Nichols may appeal against £8M legal hit

By Rod Addy contact

- Last updated on GMT

Nichols currently faces paying £8M in damages and up to £2M in additional costs as a result of the legal ruling
Nichols currently faces paying £8M in damages and up to £2M in additional costs as a result of the legal ruling
Nichols may appeal against paying £8M in damages – way beyond precautionary funds it had reserved to cover itself – after being sued by a company in Pakistan.

The High Court awarded Gul Bottlers damages against Nichols of 1.4bn Pakistani Rupees, roughly £8M, and it expects to face additional costs of about £1M–1.5M.

The case is related to a contract the firm, which owns several soft drinks brands, signed with Gul Bottlers to produce and distribute Vimto for the Pakistani market.

‘Fundamentally disagrees’

In a statement on the legal decision, Nichols stated: “Nichols fundamentally disagrees with the quantum of the award by the High Court and is considering with its professional advisers options for appeal and will provide an update in due course.”

In its preliminary results for the year to December 31, published on March 13 this year, Nichols said it had allowed for an exceptional cost of £2M related to the case.

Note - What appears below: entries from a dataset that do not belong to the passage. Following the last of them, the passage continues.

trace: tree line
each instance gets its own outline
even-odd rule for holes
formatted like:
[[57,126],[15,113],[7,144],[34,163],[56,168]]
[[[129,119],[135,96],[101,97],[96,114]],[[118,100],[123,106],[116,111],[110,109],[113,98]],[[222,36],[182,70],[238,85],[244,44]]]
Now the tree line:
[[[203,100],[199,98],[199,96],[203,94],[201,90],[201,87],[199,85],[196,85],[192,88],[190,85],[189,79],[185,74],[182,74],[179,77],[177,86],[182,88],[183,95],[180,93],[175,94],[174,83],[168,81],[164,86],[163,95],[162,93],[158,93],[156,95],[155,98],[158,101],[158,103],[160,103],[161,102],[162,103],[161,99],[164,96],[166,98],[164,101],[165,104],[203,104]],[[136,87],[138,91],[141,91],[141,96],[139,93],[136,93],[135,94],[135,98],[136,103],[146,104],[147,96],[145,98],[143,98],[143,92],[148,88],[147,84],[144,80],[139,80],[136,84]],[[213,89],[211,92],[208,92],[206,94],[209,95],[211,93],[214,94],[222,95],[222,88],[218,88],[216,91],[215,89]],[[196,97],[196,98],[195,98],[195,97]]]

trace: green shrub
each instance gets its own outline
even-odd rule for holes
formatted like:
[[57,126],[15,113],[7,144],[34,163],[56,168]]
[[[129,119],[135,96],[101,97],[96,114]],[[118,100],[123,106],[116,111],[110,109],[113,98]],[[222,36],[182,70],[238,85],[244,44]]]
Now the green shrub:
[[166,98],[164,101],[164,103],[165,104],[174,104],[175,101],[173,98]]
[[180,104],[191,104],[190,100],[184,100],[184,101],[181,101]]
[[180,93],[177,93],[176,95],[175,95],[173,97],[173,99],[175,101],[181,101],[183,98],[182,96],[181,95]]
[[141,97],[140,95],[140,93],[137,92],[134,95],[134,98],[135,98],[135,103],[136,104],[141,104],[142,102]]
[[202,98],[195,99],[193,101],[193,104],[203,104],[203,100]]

However, the company stressed the ruling would not hit trading performance or future plans for the business.

‘Extremely disappointing’

“Whilst this is an extremely disappointing outcome, there is no impact on future underlying trading expectations and the payment of this award in no way affects the group’s ability to continue with its strategy to invest in its brands and future growth plans,”​ it stated. “The group continues to be highly cash generative with a strong balance sheet.”

Interim results for the company’s current financial year are due to be announced on July 24 and Nichols reported good trading for the six month period, in line with management expectations.

Shore Capital analyst Phil Carroll emphasised that Nichols was still a highly cash-generative business, with net cash at the beginning of this financial year of £34M, and the judgment would have little effect on that.

‘Does not impact trading’

“Our view is that the cost of the litigation is one-off in nature and a truly exceptional cost which, as management alluded to, does not impact underlying trading or the longer-term strategy of the company,”​ said Carroll.

He said he expected Nichols to continue to build on its strong track record of profit growth. He added the lawsuit would not mar its attractiveness as a potential takeover target, because of the commercial potential to develop Vimto.